In Coupons.com’s defense, the reason that their security is so bad is that their problem is impossible. You can’t send an image to someone’s machine, then trust that the machine will do only what you want (print one copy) and not what you don’t (print 1000 copies.) Someday, DRM vendors may even figure this out.
Steal Cars Electronically
At Crypty 2007 in August, Eli Beeham, et. al. presented a paper called “How to Steal Cars,” describing how they have bypassed the KeyLoq remote keyless entry system — the system used in the majority of the remote keyless entry key fobs. These systems are supposed to be secure — they use a 32-bit block cipher to transmit a 64-bit key from the key fob, which, if it matches, unlocks the car. The key consists of an XOR of a car identifier (not secret, can be eavesdropped on) and a manufacturer key (secret.) It should take 264 iterations to crack the key — not really practical.

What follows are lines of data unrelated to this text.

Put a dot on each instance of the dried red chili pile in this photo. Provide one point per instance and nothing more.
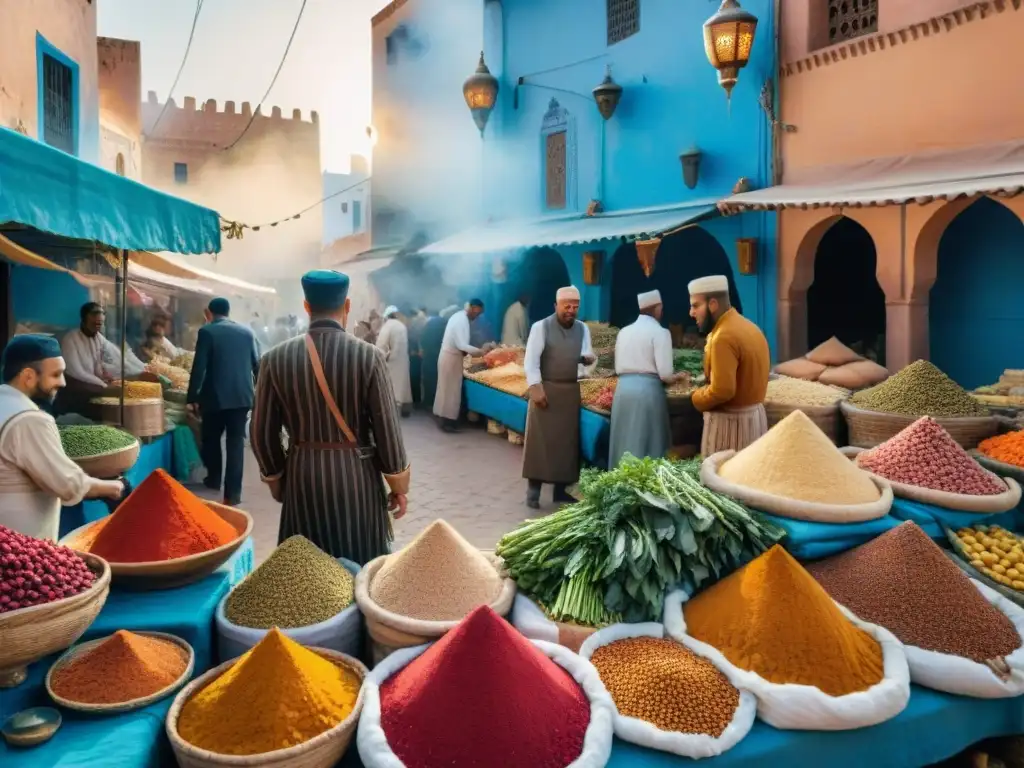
(34, 571)
(161, 520)
(925, 455)
(484, 695)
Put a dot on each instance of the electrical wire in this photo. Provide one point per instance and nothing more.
(170, 93)
(281, 66)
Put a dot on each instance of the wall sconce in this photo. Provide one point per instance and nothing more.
(747, 255)
(593, 261)
(691, 167)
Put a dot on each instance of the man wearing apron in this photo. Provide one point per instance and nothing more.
(555, 349)
(736, 364)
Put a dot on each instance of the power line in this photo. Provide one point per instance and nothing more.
(192, 36)
(281, 66)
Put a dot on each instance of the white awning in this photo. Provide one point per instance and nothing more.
(992, 169)
(557, 230)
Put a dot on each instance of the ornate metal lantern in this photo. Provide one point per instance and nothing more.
(728, 39)
(607, 95)
(480, 91)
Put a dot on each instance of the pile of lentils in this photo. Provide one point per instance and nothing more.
(34, 571)
(920, 389)
(297, 586)
(902, 581)
(80, 441)
(666, 684)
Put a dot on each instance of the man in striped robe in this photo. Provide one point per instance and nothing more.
(345, 466)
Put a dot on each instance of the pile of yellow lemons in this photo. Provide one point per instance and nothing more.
(996, 553)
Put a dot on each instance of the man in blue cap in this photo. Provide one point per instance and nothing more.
(222, 389)
(36, 475)
(332, 393)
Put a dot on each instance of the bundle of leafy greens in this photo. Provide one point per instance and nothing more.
(641, 528)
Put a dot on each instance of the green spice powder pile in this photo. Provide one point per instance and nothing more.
(920, 389)
(297, 586)
(83, 440)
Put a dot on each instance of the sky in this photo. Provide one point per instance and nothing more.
(238, 46)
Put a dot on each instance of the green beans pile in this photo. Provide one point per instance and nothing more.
(920, 389)
(80, 441)
(297, 586)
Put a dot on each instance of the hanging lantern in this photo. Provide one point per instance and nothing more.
(646, 252)
(607, 95)
(728, 39)
(480, 91)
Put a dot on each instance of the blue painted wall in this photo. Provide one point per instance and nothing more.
(976, 313)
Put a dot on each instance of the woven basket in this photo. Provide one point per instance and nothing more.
(324, 751)
(30, 634)
(142, 418)
(121, 707)
(390, 631)
(111, 464)
(171, 573)
(870, 428)
(825, 417)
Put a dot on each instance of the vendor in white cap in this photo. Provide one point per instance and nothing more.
(736, 364)
(555, 349)
(393, 341)
(643, 365)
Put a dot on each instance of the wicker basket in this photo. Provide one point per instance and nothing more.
(324, 751)
(30, 634)
(170, 573)
(121, 707)
(870, 428)
(110, 464)
(142, 418)
(825, 417)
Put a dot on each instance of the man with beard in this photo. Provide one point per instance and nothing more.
(36, 475)
(736, 364)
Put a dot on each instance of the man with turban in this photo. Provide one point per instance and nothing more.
(36, 475)
(555, 349)
(332, 393)
(736, 364)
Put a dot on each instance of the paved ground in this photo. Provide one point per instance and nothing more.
(471, 479)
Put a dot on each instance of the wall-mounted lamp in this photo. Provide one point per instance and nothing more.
(747, 255)
(691, 167)
(480, 91)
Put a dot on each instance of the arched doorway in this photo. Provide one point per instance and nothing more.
(681, 257)
(976, 306)
(845, 300)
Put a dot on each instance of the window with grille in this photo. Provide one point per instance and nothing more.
(850, 18)
(58, 104)
(624, 19)
(555, 170)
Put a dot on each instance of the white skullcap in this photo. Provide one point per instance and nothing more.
(649, 299)
(711, 284)
(569, 293)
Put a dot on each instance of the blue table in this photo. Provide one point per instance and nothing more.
(136, 738)
(511, 411)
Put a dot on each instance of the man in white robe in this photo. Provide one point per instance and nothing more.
(36, 475)
(393, 341)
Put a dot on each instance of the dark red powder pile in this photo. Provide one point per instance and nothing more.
(484, 696)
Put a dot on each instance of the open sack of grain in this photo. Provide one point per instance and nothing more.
(279, 594)
(795, 470)
(485, 695)
(958, 635)
(925, 464)
(667, 696)
(811, 664)
(424, 590)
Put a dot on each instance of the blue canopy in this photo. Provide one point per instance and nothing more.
(55, 193)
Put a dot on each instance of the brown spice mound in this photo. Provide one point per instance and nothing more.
(903, 582)
(667, 684)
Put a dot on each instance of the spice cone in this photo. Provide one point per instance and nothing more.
(796, 460)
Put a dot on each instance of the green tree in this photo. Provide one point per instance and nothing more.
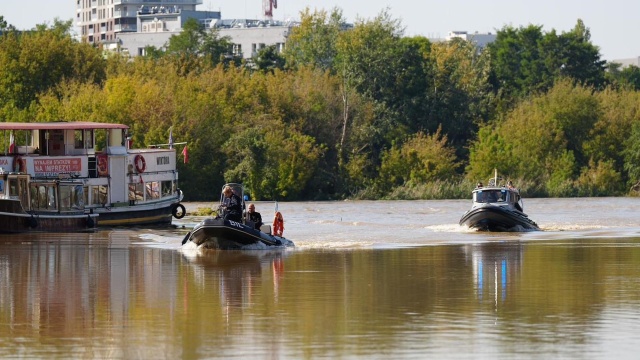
(313, 41)
(421, 159)
(268, 59)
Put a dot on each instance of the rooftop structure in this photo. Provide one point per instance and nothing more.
(481, 40)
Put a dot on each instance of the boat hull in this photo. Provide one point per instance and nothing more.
(497, 218)
(130, 215)
(217, 233)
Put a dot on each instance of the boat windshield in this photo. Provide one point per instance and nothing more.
(490, 196)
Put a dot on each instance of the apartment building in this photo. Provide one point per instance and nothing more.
(100, 21)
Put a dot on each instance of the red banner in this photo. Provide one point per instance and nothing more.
(53, 167)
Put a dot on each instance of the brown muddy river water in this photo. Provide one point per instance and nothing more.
(367, 279)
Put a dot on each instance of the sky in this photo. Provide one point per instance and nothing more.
(613, 23)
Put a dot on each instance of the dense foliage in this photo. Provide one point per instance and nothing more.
(349, 110)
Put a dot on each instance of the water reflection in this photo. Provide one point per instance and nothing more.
(97, 295)
(237, 273)
(494, 266)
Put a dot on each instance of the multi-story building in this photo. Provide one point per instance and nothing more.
(99, 21)
(247, 36)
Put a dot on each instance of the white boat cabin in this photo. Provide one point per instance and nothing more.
(87, 165)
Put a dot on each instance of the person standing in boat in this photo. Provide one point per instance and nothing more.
(232, 205)
(255, 217)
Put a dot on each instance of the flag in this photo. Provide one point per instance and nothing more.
(185, 153)
(12, 142)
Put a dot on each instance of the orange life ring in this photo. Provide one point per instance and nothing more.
(19, 164)
(278, 224)
(140, 163)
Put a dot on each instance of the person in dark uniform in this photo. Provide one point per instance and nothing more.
(255, 217)
(233, 205)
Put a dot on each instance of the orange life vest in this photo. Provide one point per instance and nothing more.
(278, 224)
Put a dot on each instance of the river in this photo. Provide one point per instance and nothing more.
(366, 279)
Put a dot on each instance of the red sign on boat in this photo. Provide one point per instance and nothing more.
(54, 167)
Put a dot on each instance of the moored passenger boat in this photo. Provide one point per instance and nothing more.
(108, 182)
(497, 207)
(28, 205)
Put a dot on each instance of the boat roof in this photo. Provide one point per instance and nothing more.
(61, 125)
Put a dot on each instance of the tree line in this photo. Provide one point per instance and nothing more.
(349, 110)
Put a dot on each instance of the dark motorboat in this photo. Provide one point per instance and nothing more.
(497, 208)
(221, 233)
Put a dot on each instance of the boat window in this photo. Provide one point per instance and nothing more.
(44, 197)
(167, 188)
(152, 190)
(98, 195)
(13, 187)
(135, 191)
(71, 197)
(83, 139)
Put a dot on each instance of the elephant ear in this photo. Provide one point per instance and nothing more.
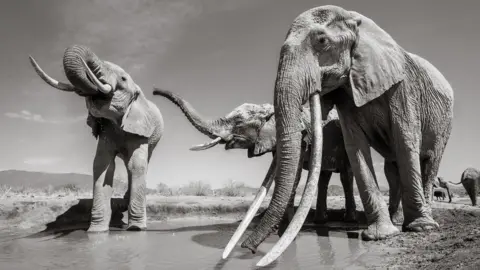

However, these researchers found a flaw in the cryptosystem. Due to a flawed protocol, they can mounting a chosen-plaintext attack on 216 keys (requires about 65 minutes access to the car.) And once they have that, there’s a cryptanalytic attack on the manufacturer key (that’s a bit more cryptographically strenuous; they took 2 days to do it using 50 dual-core Opterons), which makes unlocking any car by that manufacturer very easy.
But do we care? Car thieves aren’t going to run up to your car with a radio antenna, spend 65 minutes gathering data, run back to their PC and run a cracking app, then come back and steal your car. It’s easier to just pick the lock, use a slim jim, or break a window. (Actually, these things are frighteningly easy, much more so than most people imagine; key-based locks are not very secure.) However, the risk isn’t from single attackers — it’s that this turns cars from having a physical lock to a software lock. Now that this attack is known, someone could make an effort to gather manufacturer keys from many car manufacturers and model years, and create a simple piece of software which (when paired with an appropriate-frequency radio antenna) opens any car by those manufacturers. The bad thing about software hacks to things that aren’t general-purpose computers is that they’re really hard to fix. If someone does come out with Car Unlocker for Windows Mobile PCs (or even cell phones), what do you do about it? You can’t just download a patch to your car. Manufacturers will change the keys in future cars, but there’s nothing to be done about current ones. One guy isn’t going to do this to steal one car… but someone might do it for organized crime to steal many cars.
It’s dangerous to embed cryptographic keys. Key management and rotation is actually a much, much harder problem than strong cryptography — it’s one thing to make the key hard to break, it’s quite another to be able to change it when it’s broken. (And if the target is high-value enough, it’s a when, not an if — just ask the RIAA and MPAA’s DRM developers.)